Objective: Premature discontinuation from therapy is a widespread problem that impedes the delivery of otherwise effective psychological interventions. The most recent comprehensive review found an average dropout rate of 47% across 125 studies (Wierzbicki & Pekarik, 1993); however, given a number of changes in the field over the past 2 decades, an updated meta-analysis is needed to examine the current phenomenon of therapy dropout.
Method: A series of meta-analyses and meta-regressions were conducted in order to identify the rate at which treatment dropout occurs and predictors of its occurrence.

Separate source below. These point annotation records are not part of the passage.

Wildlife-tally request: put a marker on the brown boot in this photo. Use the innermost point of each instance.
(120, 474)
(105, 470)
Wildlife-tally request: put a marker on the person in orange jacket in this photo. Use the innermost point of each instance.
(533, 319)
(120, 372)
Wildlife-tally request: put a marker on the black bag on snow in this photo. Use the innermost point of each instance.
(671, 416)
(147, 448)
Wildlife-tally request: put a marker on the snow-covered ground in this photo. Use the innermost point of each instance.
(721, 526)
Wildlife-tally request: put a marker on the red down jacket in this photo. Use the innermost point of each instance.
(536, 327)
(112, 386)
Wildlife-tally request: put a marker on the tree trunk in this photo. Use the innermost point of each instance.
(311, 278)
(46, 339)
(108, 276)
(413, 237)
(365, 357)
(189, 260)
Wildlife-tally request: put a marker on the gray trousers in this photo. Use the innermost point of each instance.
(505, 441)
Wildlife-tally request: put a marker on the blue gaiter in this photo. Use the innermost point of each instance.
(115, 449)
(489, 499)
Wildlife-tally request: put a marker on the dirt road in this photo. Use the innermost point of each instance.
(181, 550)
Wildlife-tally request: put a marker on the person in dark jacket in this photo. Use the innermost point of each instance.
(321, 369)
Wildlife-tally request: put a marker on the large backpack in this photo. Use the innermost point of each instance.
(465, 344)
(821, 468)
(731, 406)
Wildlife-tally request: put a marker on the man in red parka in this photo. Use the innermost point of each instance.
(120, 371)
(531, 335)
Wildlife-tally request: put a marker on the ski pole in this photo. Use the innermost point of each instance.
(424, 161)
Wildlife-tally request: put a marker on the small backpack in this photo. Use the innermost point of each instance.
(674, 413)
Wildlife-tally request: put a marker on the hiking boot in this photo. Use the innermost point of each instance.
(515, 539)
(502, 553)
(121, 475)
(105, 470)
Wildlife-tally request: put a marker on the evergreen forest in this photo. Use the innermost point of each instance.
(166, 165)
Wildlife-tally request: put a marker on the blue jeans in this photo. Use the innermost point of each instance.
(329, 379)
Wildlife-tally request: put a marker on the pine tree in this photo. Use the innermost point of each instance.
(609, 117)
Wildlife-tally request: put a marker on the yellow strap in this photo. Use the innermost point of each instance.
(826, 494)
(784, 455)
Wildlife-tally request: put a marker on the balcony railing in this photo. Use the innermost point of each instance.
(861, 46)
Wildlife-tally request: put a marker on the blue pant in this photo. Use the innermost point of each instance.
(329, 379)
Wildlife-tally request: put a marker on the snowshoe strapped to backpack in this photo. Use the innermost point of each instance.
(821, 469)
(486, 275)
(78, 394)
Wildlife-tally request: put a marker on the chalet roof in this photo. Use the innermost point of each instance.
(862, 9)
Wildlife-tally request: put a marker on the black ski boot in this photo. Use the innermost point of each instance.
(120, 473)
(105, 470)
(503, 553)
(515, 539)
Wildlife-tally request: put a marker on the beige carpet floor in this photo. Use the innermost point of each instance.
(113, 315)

This review included 669 studies representing 83,834 clients.
Results: Averaging across studies using a random effects model, the weighted dropout rate was 19.7%, 95% CI [18.7%, 20.7%]. Further analyses, also using random effects models, indicated that the overall dropout rate was moderated by client diagnosis and age, provider experience level, setting for the intervention, definition of dropout, type of study (efficacy vs. effectiveness), and other design variables. Dropout was not moderated by orientation of therapy, whether treatment was provided in an individual or group format, and a number of client demographic variables.
Conclusions: Although premature discontinuation is occurring at a lower rate than what was estimated 20 years ago (Wierzbicki & Pekarik, 1993), it is still a significant problem, with about 1 in every 5 clients dropping out of therapy. Special efforts should be made to decrease premature discontinuation, particularly with clients who are younger, have a personality or eating disorder diagnosis, and are seen by trainee clinicians.